What Causes Morning Sickness & How To Minimize It
Morning sickness occurs in 50%-70% of all pregnancies, usually between weeks six through sixteen. Sometimes nausea and/or vomiting can return at the end of pregnancy, or it can last the entire time, it’s different for every woman.
Hyperemesis Gravidarum is an extreme case of nausea and vomiting that leads to dangerous levels of dehydration and threatens the health of the fetus and the mother. Warning signs include scanty urination and testing positive for urinary ketones. Medical attention and/or hospitalization is immediately required. If you think you may be experiencing excessive vomiting, contact your doctor.
Why does morning sickness happen?
Western medicine doesn’t know exactly why morning sickness occurs, but there are several theories that make sense. One theory is that it’s your body’s attempt to protect you and your baby from potentially harmful bacteria in food. Any food that’s even slightly “off” will turn the mother’s stomach, either preventing her from eating it, or ejecting it out of her body as soon as possible if she does.

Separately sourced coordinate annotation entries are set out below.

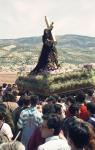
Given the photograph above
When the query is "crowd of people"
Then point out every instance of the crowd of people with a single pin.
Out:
(31, 122)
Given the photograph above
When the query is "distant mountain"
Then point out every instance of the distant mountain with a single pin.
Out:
(71, 49)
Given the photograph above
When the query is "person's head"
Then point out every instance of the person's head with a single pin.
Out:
(1, 92)
(80, 97)
(70, 100)
(74, 109)
(51, 100)
(1, 116)
(4, 85)
(9, 97)
(58, 109)
(91, 108)
(48, 108)
(78, 135)
(15, 145)
(34, 100)
(90, 92)
(3, 138)
(51, 125)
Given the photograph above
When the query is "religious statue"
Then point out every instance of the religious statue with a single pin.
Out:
(48, 58)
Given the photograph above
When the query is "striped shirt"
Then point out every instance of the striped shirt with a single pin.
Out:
(28, 113)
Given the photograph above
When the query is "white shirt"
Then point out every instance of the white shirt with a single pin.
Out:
(6, 129)
(55, 143)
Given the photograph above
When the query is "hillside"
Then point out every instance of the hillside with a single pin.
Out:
(73, 49)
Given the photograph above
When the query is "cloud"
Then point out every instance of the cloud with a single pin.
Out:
(20, 18)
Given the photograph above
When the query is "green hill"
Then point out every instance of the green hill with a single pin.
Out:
(73, 49)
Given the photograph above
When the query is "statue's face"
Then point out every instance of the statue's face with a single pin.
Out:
(47, 32)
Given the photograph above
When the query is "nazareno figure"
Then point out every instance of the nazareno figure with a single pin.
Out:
(48, 58)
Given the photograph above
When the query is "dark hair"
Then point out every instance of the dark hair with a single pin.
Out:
(1, 116)
(80, 97)
(78, 133)
(74, 109)
(51, 99)
(34, 100)
(58, 108)
(53, 122)
(48, 108)
(91, 107)
(90, 92)
(4, 85)
(70, 99)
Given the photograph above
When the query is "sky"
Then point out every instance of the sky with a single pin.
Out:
(25, 18)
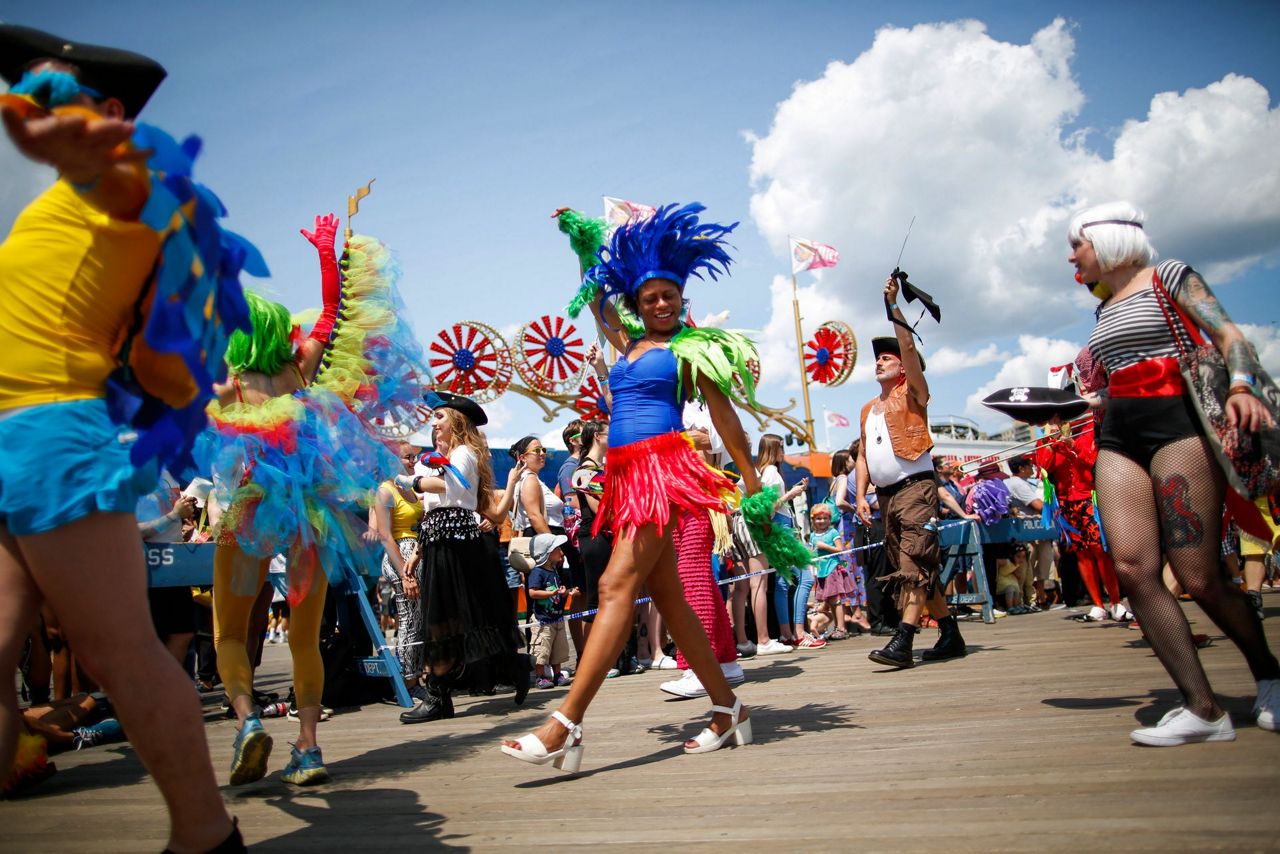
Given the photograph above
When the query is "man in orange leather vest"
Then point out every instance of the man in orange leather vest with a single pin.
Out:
(895, 459)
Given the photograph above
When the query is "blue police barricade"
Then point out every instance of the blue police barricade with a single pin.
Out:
(179, 565)
(967, 540)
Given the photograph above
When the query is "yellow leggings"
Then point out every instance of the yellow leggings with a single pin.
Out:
(231, 631)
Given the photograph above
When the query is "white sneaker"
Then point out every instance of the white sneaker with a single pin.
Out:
(1267, 706)
(1095, 615)
(1182, 726)
(772, 648)
(686, 686)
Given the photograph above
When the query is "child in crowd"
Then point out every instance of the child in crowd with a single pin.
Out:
(548, 593)
(832, 583)
(1009, 580)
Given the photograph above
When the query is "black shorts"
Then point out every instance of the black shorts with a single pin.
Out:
(1139, 427)
(172, 611)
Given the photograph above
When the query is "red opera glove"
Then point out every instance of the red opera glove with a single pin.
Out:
(330, 283)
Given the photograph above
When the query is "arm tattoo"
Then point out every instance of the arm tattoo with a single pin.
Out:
(1202, 305)
(1211, 316)
(1239, 357)
(1180, 525)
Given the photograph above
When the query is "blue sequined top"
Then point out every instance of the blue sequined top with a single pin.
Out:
(644, 397)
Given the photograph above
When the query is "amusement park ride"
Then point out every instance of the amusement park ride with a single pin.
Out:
(548, 366)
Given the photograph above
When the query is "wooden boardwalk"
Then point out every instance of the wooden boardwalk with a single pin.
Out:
(1023, 745)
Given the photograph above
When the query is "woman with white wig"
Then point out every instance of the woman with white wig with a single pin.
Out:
(1160, 487)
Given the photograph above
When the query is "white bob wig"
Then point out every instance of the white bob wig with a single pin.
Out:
(1116, 233)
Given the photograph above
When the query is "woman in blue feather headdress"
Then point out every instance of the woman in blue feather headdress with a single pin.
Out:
(653, 473)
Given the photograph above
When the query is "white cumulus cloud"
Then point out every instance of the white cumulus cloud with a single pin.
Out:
(1266, 341)
(976, 137)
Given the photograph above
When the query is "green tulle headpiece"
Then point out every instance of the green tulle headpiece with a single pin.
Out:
(586, 234)
(269, 347)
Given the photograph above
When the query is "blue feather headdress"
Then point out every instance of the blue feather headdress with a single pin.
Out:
(670, 245)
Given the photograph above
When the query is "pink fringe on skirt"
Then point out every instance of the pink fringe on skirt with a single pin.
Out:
(644, 479)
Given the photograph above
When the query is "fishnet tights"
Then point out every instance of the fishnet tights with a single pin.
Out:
(1175, 510)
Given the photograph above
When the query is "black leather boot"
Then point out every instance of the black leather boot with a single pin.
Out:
(437, 706)
(521, 670)
(950, 643)
(897, 653)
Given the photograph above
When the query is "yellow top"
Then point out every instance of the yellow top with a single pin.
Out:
(405, 514)
(69, 278)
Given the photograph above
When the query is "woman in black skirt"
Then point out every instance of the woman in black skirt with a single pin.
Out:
(467, 612)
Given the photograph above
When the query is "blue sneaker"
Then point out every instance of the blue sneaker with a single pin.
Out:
(305, 768)
(252, 747)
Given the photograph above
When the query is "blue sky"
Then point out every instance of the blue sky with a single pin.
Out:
(479, 119)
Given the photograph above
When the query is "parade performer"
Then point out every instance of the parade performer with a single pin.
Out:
(653, 471)
(694, 537)
(1160, 487)
(895, 456)
(295, 455)
(1069, 464)
(467, 615)
(397, 515)
(104, 378)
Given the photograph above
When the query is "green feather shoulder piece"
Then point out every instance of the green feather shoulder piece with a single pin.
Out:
(781, 547)
(585, 236)
(720, 354)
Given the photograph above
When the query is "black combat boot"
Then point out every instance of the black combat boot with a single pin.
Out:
(521, 670)
(437, 706)
(897, 653)
(950, 643)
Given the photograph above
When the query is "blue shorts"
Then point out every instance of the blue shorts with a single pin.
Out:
(63, 461)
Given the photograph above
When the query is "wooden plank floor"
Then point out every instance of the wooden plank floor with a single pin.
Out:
(1023, 745)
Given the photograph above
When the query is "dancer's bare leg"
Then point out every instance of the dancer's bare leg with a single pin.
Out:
(630, 566)
(94, 576)
(690, 636)
(19, 608)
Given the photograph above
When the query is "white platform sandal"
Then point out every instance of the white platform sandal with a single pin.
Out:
(567, 758)
(740, 731)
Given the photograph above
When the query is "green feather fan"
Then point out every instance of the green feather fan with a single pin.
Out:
(720, 354)
(781, 547)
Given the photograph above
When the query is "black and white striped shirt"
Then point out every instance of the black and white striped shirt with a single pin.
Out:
(1134, 329)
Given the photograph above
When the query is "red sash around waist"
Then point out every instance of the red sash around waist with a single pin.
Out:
(1150, 378)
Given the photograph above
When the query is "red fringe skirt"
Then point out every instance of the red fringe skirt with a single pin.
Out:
(644, 479)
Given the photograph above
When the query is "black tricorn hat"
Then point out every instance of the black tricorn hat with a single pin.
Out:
(115, 73)
(888, 345)
(1037, 403)
(451, 401)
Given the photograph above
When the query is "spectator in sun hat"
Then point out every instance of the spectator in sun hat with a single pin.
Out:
(548, 596)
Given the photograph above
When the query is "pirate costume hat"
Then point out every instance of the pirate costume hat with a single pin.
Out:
(888, 345)
(1037, 403)
(109, 72)
(464, 405)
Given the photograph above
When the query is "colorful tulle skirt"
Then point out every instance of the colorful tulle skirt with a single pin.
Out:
(644, 479)
(297, 483)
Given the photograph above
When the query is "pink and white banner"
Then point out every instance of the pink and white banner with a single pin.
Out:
(810, 255)
(1061, 375)
(836, 419)
(620, 211)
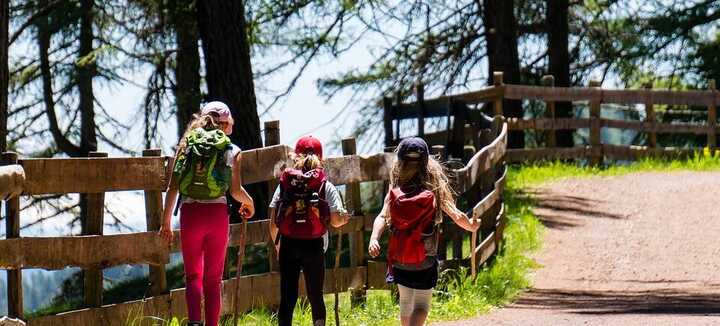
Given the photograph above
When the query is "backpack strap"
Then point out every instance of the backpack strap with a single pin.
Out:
(177, 204)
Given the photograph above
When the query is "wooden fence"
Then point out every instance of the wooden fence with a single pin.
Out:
(466, 121)
(480, 182)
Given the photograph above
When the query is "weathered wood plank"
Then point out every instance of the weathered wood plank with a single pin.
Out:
(490, 199)
(628, 96)
(15, 305)
(98, 251)
(358, 168)
(153, 221)
(93, 225)
(12, 178)
(664, 128)
(263, 164)
(486, 248)
(566, 94)
(93, 175)
(521, 155)
(617, 152)
(548, 124)
(481, 162)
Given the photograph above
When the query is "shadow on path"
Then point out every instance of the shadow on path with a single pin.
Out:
(661, 301)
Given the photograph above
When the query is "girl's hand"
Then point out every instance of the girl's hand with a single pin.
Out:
(166, 233)
(247, 210)
(374, 248)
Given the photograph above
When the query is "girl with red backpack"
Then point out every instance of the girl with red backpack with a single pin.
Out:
(419, 194)
(207, 165)
(303, 206)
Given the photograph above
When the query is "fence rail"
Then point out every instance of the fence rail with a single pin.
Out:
(467, 121)
(480, 181)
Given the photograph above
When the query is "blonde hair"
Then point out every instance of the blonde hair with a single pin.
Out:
(207, 121)
(431, 176)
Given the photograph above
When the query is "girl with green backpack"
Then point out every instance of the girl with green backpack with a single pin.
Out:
(207, 165)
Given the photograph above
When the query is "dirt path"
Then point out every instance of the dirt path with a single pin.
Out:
(641, 249)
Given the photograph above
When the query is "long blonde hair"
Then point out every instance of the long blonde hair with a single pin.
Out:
(431, 176)
(208, 121)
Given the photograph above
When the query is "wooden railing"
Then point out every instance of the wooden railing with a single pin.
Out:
(480, 182)
(464, 130)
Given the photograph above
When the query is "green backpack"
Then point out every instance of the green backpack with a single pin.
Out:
(201, 169)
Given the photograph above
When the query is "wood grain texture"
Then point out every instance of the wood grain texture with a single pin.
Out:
(481, 162)
(12, 178)
(548, 124)
(490, 199)
(520, 155)
(98, 251)
(93, 175)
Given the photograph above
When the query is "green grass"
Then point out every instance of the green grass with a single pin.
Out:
(534, 174)
(458, 296)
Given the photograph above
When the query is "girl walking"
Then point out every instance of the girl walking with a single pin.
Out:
(207, 165)
(419, 194)
(303, 206)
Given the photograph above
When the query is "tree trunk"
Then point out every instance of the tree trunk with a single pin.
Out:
(86, 72)
(559, 63)
(229, 77)
(227, 61)
(187, 67)
(4, 79)
(43, 38)
(502, 47)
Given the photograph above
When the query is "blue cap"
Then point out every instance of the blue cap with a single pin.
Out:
(413, 149)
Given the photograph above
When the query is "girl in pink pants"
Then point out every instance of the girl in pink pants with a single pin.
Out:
(204, 217)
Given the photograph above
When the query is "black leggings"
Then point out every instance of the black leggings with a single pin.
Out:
(307, 255)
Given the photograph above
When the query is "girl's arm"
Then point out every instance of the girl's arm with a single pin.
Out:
(338, 219)
(379, 226)
(460, 218)
(273, 228)
(247, 209)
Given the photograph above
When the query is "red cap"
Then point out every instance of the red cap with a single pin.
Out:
(309, 145)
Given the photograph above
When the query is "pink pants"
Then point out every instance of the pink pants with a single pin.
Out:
(204, 237)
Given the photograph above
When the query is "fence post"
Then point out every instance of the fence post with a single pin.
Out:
(549, 81)
(398, 103)
(486, 185)
(596, 154)
(12, 230)
(272, 137)
(712, 119)
(93, 277)
(387, 120)
(356, 238)
(153, 220)
(498, 82)
(420, 97)
(650, 116)
(439, 152)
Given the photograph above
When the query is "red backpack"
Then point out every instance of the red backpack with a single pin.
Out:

Another theory is that nausea and vomiting are simply side effects from increased hormone levels surging through the body during pregnancy. For example, estrogen levels during pregnancy are equal to 150 years of normal menstruation or taking 100 birth control pills per day! That would make anyone nauseous.
Western medicine surmises that morning sickness could be a result of certain vitamin and mineral deficiencies such as B6, magnesium, potassium, and zinc. These deficiencies can trigger nausea and vomiting, leading to more vitamin and mineral deficiency, perpetuating the vicious cycle. This is a strong case for taking your prenatal vitamins before you become pregnant to prevent the vicious cycle from beginning.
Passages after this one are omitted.